Mar 7 2019
A person looking at a cell phone realizes the battery is low, suggesting another long walk into town to pay money and charge the device. By the time the person gets home, it gets dark, and a kerosene lamp is lit, which casts a dim glow across the room.
(Image credit: Beth Parks)
A considerable amount of the person’s income is burned by the lamp, and it lets out poisonous gases. Breathing the same air as the burning lamp can be equivalent to smoking multiple packs of cigarettes per day.
This scenario appears strange to many people residing in the United States, whereas it is common for many who live in developing countries. A feasible answer to this scenario is the use of off-grid renewable energy sources such as solar energy to produce electricity for charging and lighting on-site.
Beth Parks, in the 2019 American Physical Society March Meeting in Boston, will be presenting a model, developed in collaboration with her team, which is capable of increasing the absorption of sunlight trapped by a solar cell, leading to an increase in its energy production by approximately one-third.
In Uganda, between 20 to 25 percent of people have no access to electricity. One solar cell supplies enough energy to power lights and charge cell phones and radios. This is a huge quality-of-life improvement.
Beth Parks, Associate Professor, Colgate University.
Although solar panels are a clean renewable energy source, they are usually placed on a rigid frame ideally facing the sun for particular hours in a day.
Previously, Parks identified a frame that used hanging weights and was capable of permitting the solar panel to trace the sun.

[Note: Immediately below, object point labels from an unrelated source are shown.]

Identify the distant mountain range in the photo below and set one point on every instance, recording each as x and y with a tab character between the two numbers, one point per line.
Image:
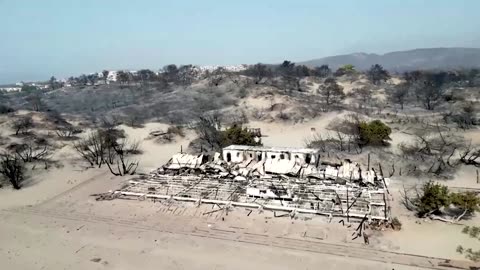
431	58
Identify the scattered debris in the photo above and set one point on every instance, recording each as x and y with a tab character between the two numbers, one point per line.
278	179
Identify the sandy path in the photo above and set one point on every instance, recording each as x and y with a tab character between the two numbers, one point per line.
43	243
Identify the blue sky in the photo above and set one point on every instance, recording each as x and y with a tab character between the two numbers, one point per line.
69	37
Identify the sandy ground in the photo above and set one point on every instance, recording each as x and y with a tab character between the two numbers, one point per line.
54	223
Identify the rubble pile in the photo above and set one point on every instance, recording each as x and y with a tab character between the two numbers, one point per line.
303	185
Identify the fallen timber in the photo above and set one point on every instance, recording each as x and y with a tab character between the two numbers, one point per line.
276	179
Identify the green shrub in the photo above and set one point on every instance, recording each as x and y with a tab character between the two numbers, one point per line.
374	133
435	196
176	130
469	253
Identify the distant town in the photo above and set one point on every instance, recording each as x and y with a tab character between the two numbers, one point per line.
112	76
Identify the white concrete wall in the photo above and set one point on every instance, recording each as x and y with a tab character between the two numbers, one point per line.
235	156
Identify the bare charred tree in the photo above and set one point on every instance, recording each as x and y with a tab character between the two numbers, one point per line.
433	150
364	94
124	77
465	118
399	94
105	74
288	73
171	73
470	155
259	72
322	71
146	75
217	76
187	75
12	168
377	74
35	101
30	152
92	149
22	125
208	130
123	165
67	132
331	91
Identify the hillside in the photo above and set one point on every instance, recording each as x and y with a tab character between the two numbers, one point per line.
431	58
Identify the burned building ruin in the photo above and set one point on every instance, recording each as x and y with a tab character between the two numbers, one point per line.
294	180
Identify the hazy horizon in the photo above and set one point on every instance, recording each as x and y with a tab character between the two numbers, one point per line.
62	38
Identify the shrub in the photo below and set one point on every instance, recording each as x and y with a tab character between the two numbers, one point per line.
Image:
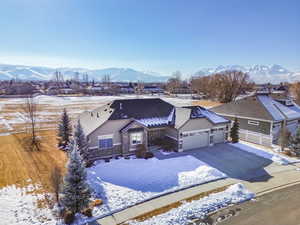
148	155
69	217
168	145
140	151
158	141
97	202
88	212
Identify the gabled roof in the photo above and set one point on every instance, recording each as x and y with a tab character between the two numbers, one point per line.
140	108
201	112
91	120
260	106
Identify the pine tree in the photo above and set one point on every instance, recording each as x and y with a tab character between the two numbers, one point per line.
234	132
64	130
80	139
295	142
76	191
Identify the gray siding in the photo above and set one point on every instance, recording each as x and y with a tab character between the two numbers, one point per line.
263	127
95	154
172	132
109	127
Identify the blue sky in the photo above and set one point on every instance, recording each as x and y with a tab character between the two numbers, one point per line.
150	35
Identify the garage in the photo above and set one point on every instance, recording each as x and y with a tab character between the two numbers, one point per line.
192	140
219	135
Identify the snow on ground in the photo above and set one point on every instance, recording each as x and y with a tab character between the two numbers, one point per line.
19	206
262	152
127	182
234	194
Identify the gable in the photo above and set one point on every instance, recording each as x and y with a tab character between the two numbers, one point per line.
249	107
196	124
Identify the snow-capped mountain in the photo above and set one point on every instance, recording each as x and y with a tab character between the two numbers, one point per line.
258	73
8	72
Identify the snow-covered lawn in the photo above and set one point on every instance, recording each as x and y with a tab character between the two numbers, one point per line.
127	182
20	206
234	194
268	154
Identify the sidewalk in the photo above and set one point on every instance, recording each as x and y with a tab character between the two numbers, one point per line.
281	176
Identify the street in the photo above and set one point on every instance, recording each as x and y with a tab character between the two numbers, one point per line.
280	207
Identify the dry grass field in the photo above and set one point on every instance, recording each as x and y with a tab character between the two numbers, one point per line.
20	166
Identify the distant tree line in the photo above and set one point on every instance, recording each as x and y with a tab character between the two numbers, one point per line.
224	87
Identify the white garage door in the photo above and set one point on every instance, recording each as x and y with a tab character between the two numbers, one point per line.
194	140
219	136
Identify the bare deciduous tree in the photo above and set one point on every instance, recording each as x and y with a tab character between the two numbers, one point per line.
30	109
225	86
295	91
56	181
174	82
106	80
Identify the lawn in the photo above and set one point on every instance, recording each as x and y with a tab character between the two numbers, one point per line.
22	167
122	183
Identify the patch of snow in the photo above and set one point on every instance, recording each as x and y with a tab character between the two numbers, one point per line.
19	206
123	183
234	194
275	157
202	173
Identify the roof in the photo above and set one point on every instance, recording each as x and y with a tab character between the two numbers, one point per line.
182	115
201	112
140	108
91	120
150	113
260	106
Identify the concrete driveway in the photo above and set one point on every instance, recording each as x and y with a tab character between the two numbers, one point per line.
230	160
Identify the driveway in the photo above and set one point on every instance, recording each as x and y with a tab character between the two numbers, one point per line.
230	160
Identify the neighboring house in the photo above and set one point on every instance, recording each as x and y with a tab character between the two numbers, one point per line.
118	127
261	117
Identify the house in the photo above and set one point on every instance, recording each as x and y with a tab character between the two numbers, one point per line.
118	127
261	117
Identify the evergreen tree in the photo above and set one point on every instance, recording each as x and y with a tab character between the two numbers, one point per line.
234	132
295	142
64	130
80	139
76	191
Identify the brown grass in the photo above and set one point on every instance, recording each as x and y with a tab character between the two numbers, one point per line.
18	165
167	208
206	103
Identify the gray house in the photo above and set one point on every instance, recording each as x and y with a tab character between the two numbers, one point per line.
118	127
261	117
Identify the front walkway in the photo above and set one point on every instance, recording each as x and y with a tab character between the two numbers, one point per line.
278	177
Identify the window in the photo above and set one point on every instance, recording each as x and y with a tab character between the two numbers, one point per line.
252	122
211	139
105	143
136	138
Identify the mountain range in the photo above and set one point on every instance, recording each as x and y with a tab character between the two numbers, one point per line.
258	73
8	72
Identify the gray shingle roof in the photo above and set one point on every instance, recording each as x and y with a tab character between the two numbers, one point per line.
259	107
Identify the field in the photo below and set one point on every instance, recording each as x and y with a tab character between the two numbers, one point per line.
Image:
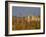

However, this had not been tested and optimized for its performance and affordability, respectively, to confirm commercial application and adoption.
During a Fulbright fellowship in Uganda, she collaborated with students at the Mbarara University of Science and Technology and devised a frame using metal tubing, which can be readily obtained and assembled by a local welder.
We have created a frame using inexpensive materials that allows the solar panels to track the arc of the sun throughout the day. This approach could make solar energy more affordable to households and small businesses in the developing world.
Beth Parks, Associate Professor, Colgate University.
In this model, the west side of the frame had a bucket of rocks, whereas the east side had a bucket of water. When a limited leak from the water bucket is used, the weight changes and the panel rotates gradually from east to west all through the day.
The design was tested by Parks and her team on 20 arbitrary days in Uganda. The solar cell on the movable frame absorbed 30% more sunlight than the fixed solar cell at the same location.
If this frame is adopted, it has the potential to create a small industry for the local community.
Beth Parks, Associate Professor, Colgate University.
Parks stated that the system—battery, solar cell, charger, and frame—costs about 10% less than a similar rooftop solar cell system. This amazingly simple, creative, and cheap method has the potential to increase solar energy trapped for people in the developing countries, including remote regions that are off the grid.